话刚说完,一个手提着各种购物包的女人走进场中,脸色迷茫的摆弄着手里的一大堆包裹“冬羽啊!我昨天不是应该有个快递来了嘛?怎么没看见啊?”
冬羽反应极快,绷着一张脸迅速披上笑脸,弯腰小小声道“小的马上去给您查查,老板娘您别生气哈.”卧槽,是老板娘的声音,怎么可以这么巧?
冉瞳、菁煌、李儒三人一同鄙视的切了一声,随后争相恐后的跑到女人的面前,将她手上的购物包抢到自己手中,口中更是连拍马屁。
干练的长马尾,一身藏青色的连衣裙,脚下等着一双恨天高,脸上带着一副遮了半边脸的蛤蟆镜,这就是王泽的老婆,名叫刘翠兰,被称之为玉面医仙的女人。
刘翠兰似慈禧一般,被冬羽搭着手,慢悠悠地朝前渡步而行,扫视了一眼战战兢兢地的三人,冲着学生打扮的冉瞳问道“小瞳啊!最近学习怎么样了?”
冉瞳连连摇头“没有,没有。小的谨遵大人的吩咐,在医科大就读,成绩一直排在省第一名,从未滑落过。”
这话说完,其他三人都感觉到冉瞳爆发出一股浓郁的书香气息,咋一看还以为学霸附体了,其实那股得瑟的风骚劲让冬羽几人忍不住想要干呕。
啪.可惜迎接他的不是夸赞,而是一巴掌,巨大的力道将他贯飞而起,撞碎了路边的商店的玻璃后,砸在店里不断抽搐,看起来似乎已经半死。
“哼.只是省第一,竟然跑到这来炫耀,活得不耐烦了?”刘翠兰冷哼一声,将手搭在酒吧服务员菁煌的肩上“静静啊.你呢?最近是不是又祸害人家姑娘了?”
菁煌扫一眼冉瞳,吞吞口水,道“没.没有,小的本分做事,维护地方治安,忠心为太君,哦.不,为老板娘做事。
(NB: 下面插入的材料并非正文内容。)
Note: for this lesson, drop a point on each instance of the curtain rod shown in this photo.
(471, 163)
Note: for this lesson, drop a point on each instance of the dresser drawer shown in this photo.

”
然后,啪的一声,他也被一巴掌拍倒在地,刘翠莲拍拍手道“这么大个人了,还不知道找个人成家,一天天的就知道工作,要是废了,我去哪找个这么混的儿子还给你爸妈?”
“老.老板娘,我.我.”李儒的恐惧已经到了临界点,结结巴巴的想要说几句好话来讨好刘翠兰。
但可惜的是,没等他说完话,刘翠兰就用恨天高将李儒踹到了商店里,与昏迷的冉瞳作伴去了“叫我女王大人。”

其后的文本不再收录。